Tiring of our pretend "boyfriends" (my doll had a long-term fantasy fling with Davy Jones of the Monkees), Molly and I begged the boys to play Barbie and G.I. Joe (or boyfriend/girlfriend) with us. My brother, Bryan, two years younger than me, refused. David, my age, the next-to-youngest of thirteen children and perhaps more mature sexually and more aware of the possibilities of pre-sexual play than Bryan, was at least willing to entertain our pleas. I didn’t really want to play Barbie and G.I. Joe with Bryan, anyway, but we needed two boys. Bryan would pair up with Molly, leaving David for me.
Now, I have to say that I did not then, nor did I ever, have a crush on David. Throughout my life I have had crushes on boys in my class, boys at church, boys I merely saw across the cafeteria without ever knowing their names, TV characters, co-workers, friends, my brother’s friends, and even a cousin. I know from crushes, okay? So I think I am not being disingenuous when I say that although I liked David, I did not like him like him. Still, there was more to playing Barbie and G.I. Joe than just play. This was some sort of practice for the real thing, and when Bryan opted out, leaving just one male to choose between two females, the stakes rose precipitously.

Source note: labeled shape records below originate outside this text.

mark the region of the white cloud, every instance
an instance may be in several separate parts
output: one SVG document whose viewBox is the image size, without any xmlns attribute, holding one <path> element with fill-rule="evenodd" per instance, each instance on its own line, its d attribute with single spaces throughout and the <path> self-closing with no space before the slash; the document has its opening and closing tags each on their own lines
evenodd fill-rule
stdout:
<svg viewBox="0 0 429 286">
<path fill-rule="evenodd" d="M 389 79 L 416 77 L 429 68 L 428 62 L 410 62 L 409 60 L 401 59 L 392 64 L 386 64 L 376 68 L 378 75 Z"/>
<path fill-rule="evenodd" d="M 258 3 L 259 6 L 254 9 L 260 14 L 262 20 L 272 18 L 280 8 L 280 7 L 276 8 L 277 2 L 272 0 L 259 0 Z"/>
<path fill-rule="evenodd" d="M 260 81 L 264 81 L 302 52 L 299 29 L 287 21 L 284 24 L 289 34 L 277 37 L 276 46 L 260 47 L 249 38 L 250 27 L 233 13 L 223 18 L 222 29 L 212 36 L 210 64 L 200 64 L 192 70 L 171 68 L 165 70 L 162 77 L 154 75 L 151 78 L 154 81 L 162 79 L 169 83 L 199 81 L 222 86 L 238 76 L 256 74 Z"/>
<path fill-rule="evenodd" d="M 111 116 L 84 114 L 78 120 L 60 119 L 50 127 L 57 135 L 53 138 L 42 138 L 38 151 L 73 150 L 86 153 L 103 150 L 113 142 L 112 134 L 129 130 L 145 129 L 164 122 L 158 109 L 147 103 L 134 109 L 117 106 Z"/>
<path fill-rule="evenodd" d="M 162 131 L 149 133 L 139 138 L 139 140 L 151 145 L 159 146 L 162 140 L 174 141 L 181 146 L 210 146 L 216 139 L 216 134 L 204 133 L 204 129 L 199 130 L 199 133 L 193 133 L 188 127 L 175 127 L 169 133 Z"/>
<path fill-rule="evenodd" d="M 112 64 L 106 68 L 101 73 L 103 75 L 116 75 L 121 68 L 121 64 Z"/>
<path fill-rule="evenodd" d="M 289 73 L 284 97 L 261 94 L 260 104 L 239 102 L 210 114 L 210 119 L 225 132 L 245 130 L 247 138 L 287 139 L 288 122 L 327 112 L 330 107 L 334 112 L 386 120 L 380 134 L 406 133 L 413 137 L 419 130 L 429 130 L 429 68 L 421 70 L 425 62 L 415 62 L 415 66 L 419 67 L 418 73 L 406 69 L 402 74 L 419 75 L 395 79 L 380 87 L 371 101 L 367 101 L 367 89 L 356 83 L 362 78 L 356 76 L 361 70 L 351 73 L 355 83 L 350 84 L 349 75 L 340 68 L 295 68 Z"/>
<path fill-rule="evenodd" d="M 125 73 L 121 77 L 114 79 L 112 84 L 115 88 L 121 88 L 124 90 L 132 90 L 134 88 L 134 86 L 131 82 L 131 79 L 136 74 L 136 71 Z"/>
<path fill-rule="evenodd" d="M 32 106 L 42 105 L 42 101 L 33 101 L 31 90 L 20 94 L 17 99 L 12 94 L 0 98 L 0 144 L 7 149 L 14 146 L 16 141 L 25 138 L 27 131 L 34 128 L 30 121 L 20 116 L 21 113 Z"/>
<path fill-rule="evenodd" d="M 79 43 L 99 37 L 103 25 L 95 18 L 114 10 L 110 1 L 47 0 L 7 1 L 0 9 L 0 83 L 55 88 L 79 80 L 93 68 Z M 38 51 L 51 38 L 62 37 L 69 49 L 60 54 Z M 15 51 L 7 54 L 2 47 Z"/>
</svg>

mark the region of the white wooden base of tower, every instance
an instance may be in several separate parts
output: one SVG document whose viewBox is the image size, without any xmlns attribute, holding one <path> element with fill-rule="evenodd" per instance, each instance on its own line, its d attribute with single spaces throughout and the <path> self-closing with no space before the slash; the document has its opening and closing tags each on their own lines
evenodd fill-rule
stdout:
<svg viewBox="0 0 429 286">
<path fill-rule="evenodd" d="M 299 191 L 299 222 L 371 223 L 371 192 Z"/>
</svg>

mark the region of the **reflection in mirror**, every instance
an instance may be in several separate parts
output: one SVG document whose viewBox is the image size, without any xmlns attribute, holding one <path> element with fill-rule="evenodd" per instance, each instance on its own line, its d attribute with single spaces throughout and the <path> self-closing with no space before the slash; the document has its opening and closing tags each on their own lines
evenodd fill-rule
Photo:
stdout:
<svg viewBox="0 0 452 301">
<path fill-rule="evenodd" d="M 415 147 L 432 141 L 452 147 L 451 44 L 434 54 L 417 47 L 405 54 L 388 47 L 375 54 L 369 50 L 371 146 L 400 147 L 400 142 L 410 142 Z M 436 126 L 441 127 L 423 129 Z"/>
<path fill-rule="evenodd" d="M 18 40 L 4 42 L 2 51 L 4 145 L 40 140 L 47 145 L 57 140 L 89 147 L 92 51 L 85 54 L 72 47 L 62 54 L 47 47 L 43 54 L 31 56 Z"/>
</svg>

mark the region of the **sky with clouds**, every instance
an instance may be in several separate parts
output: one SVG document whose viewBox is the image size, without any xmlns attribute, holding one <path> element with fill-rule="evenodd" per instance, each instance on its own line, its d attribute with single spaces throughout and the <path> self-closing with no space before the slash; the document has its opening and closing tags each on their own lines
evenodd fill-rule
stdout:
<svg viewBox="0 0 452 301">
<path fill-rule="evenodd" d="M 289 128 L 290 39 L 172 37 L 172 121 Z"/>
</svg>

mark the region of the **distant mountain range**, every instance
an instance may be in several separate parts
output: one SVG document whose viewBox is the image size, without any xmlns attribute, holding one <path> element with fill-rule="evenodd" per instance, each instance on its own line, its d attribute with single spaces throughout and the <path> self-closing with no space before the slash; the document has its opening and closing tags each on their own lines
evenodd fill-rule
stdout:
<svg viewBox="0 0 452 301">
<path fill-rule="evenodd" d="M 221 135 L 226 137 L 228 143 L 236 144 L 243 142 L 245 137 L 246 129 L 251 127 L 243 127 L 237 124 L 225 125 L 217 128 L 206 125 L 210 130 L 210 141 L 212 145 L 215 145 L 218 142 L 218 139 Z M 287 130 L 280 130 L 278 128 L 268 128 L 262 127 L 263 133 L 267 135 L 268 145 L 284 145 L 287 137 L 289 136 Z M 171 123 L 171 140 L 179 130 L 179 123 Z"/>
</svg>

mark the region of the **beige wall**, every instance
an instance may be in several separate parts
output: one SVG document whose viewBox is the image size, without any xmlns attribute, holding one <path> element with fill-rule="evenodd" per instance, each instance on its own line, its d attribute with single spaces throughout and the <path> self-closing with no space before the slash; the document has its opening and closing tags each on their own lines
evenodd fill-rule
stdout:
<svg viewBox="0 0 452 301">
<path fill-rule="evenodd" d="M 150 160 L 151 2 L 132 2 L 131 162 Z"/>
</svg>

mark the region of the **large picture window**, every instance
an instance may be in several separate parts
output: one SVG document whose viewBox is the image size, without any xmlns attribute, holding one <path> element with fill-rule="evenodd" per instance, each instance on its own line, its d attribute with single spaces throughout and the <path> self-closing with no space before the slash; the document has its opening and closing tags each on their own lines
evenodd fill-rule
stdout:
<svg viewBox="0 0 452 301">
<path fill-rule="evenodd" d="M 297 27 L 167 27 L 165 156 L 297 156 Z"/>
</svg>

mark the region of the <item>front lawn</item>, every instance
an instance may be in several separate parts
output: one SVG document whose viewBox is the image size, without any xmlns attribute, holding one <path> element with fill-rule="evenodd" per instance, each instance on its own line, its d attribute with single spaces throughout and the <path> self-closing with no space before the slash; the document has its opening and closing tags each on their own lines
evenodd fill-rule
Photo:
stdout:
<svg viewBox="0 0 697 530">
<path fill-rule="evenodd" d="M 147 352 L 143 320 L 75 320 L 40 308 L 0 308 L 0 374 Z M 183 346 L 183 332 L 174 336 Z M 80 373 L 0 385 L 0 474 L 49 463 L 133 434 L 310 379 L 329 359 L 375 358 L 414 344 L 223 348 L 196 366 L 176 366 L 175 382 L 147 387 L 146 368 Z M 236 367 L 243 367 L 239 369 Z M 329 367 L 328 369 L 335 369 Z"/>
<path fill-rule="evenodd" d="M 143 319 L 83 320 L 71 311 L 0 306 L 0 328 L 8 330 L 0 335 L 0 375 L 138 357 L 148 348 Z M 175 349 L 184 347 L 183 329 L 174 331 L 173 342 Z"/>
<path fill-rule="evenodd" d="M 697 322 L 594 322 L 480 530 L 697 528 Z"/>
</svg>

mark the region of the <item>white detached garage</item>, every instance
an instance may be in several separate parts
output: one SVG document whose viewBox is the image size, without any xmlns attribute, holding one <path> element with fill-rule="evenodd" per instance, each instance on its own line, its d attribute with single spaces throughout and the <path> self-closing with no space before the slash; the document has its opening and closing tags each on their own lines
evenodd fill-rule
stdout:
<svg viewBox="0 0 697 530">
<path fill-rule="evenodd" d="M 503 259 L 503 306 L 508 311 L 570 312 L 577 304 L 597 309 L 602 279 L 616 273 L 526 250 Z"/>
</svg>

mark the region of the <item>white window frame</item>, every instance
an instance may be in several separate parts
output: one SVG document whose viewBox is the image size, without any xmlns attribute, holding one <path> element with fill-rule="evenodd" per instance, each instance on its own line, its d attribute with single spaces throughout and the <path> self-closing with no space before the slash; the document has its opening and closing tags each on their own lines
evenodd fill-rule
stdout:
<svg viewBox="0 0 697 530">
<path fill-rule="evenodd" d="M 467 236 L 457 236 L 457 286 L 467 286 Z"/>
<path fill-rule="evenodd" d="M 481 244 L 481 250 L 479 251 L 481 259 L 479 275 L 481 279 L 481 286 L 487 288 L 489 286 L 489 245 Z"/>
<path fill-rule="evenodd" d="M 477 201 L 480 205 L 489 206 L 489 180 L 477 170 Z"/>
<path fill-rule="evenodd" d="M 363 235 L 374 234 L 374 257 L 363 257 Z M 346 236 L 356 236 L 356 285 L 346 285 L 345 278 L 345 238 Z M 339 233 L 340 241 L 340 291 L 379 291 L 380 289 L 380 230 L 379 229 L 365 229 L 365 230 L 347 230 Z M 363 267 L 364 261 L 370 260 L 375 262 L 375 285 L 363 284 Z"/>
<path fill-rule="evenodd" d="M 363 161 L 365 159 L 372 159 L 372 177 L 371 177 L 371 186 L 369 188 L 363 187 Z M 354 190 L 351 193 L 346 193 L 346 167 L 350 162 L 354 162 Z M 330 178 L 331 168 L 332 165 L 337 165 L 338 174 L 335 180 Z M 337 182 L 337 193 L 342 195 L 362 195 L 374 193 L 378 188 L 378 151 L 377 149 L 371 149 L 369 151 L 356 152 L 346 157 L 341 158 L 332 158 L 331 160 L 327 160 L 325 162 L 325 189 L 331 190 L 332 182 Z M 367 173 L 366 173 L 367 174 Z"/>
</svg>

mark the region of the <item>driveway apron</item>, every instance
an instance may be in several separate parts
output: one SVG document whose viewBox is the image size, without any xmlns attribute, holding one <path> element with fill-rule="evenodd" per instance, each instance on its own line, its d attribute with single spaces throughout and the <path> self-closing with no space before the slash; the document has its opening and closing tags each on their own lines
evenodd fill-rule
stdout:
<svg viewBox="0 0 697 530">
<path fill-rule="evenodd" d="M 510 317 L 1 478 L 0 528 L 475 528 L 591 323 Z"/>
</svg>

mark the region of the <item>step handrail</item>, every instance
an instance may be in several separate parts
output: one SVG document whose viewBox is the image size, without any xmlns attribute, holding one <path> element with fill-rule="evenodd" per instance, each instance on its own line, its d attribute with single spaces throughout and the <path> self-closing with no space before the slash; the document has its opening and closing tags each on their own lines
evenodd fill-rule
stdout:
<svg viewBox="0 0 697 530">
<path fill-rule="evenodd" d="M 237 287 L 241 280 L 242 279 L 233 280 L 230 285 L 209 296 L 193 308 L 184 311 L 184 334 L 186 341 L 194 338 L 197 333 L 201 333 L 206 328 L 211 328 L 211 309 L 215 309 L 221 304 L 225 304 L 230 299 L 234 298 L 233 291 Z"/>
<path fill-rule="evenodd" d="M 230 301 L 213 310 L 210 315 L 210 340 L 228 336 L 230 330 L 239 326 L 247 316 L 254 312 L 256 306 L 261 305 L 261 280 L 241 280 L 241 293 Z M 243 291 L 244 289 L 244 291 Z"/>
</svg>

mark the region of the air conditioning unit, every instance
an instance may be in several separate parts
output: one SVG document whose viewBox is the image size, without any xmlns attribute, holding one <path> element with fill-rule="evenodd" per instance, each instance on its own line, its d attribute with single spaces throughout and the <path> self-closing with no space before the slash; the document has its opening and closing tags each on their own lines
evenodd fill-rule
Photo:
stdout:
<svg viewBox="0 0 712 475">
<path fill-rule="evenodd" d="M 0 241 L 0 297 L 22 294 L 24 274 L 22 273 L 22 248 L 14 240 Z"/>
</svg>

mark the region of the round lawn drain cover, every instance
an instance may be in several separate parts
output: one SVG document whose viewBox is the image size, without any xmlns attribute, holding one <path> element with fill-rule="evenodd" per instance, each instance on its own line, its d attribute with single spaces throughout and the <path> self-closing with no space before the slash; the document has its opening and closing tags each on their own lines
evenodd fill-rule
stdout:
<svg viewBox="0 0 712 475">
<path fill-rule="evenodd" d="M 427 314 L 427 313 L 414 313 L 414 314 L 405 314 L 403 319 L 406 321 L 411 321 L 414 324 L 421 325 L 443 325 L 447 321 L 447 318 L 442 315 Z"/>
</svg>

If Molly and I didn’t actually say, "Pick me, pick me!" it was certainly what we implied – and what we felt. It hurt when David declared that G.I. Joe would go out with/date/be the boyfriend of Molly’s doll. Molly – who was younger and less mature than me. Molly – who pulled her pants to her ankles and then hopped about, laughing, until a parent came to spank her bare bottom and then drag her pants up and her into the house, not necessarily in that order. Molly – who never took part in our all-day-Saturday games of tag because she had to go to Temple and who was not, we agreed, missed. Molly? He wanted to be with Molly?
Because that’s how it felt. As if he had chosen her over me. And why? "Because blondes have more fun," he said. Molly herself was dark, but her Barbie was blonde. My doll, a Barbie wanna-be named Susie, had dull brown hair, like me. We were seven. Maybe eight. I doubt we knew what the good folks at Clairol meant by "more fun," but believe me when I say that I wasn’t having it.